A few weeks ago Lee Child was brave enough to stick his head into the lions mouth of the indie world. First he appeared on The Passive Voice. This is a courageous thing in itself and not to be taken lightly. Lee put himself before a crowd who he knew was going to be confrontational to say the least, and he endured quite a bit of trade-pub bashing while trying to have an honest debate. I have to commend him for that. Then, a few days later, he appeared in an email exchange with Joe Konrath, who then published the exchange on his blog with open comments. In both of these conversations they discuss their individual success.
One of them makes millions per book and is treated like royalty by his publisher. The other is Joe.
But Joe has not done too bad at all. His sales were enough to make him a millionaire last year. Not too shabby, but by Lee’s numbers he would be a failure. Lee and Joe obviously have different opinions about what success is.
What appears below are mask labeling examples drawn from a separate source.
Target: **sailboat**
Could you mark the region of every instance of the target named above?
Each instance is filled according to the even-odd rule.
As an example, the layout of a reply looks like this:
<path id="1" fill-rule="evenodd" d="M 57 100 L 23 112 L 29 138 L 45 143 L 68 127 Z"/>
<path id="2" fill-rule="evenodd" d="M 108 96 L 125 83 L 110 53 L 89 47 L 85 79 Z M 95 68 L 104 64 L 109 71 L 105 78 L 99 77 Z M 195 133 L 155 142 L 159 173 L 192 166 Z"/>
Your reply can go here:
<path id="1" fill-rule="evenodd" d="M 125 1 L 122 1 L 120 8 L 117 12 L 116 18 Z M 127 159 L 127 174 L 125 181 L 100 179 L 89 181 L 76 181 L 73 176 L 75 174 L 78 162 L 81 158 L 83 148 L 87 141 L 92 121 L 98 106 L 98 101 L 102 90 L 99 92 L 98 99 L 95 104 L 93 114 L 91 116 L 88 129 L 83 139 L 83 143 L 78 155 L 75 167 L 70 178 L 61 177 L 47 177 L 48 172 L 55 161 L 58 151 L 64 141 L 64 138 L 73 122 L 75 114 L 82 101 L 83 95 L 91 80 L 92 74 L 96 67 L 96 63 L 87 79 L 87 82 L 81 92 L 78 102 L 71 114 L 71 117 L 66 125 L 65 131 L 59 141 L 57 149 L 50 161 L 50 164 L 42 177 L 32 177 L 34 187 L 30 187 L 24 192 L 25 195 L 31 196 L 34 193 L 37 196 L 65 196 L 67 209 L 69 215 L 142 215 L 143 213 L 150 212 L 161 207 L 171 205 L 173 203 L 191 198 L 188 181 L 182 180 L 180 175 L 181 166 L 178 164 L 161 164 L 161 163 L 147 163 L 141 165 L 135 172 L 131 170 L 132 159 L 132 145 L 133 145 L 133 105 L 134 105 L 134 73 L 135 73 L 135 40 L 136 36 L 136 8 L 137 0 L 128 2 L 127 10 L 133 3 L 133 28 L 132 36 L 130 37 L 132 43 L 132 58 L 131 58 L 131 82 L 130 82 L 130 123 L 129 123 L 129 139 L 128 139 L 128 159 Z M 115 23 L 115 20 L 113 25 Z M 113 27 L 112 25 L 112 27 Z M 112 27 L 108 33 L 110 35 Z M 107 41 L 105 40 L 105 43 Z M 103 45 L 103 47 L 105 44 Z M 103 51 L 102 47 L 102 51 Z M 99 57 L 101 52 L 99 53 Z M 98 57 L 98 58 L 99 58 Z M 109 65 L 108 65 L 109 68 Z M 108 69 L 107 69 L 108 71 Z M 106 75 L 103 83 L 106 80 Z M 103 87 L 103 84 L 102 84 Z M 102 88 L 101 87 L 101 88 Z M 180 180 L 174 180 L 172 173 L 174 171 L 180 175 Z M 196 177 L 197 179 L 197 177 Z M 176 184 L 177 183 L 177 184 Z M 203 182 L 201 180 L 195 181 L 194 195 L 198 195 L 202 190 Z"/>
Hugh Howey has said several times that the Indie Authors who have hit it big are not the real story. The real story is the one that gets little press. The real story is the number of authors that are now making a living by self-publishing their own work. Where a mid-list author used to have to work a day job to supplement his writing, that’s no longer the case. Now that same mid-lister, (especially if they have a healthy backlist that they’ve retrieved their rights to) can make a good living writing and self-publishing their work. The new authors that can afford to quit their day jobs to write full time are also in this boat. They can do what they love and make a living at it. Most would call that success.
Now try to put a number to that. What dollar amount does the average person require to be deemed successful? I’m not referring to their own individual definition. What’s the number for the majority?
Back in 2010 a group of Princeton researchers tried to put a figure on this.
They called it the Happiness Cap. They placed a figure of $75,000 a year on it.
They pointed out that there were two kinds of happiness. A person had a day-to-day mood, changing with several factors and several outside stimuli. My coffee is cold, its Monday, my job sucks, it’s been raining for six days, etc. Then they point out a more measurable happiness, one defined as a deeper satisfaction with the way their life was progressing. This is where the figure of $75,000 seemed to take hold.
From the article:
So, where does the $75,000 come into play? Researchers found that having a lower income did not cause sadness itself but made people feel more ground down by the problems they already had. The study found, for example, that among divorced people, about 51% who made less than $1,000 a month reported feeling sad or stressed the previous day, while only 24% of those earning more than $3,000 a month reported similar feelings. Among people with asthma, 41% of low earners reported feeling unhappy, compared with about 22% of the wealthier group. Having money clearly takes the sting out of adversities.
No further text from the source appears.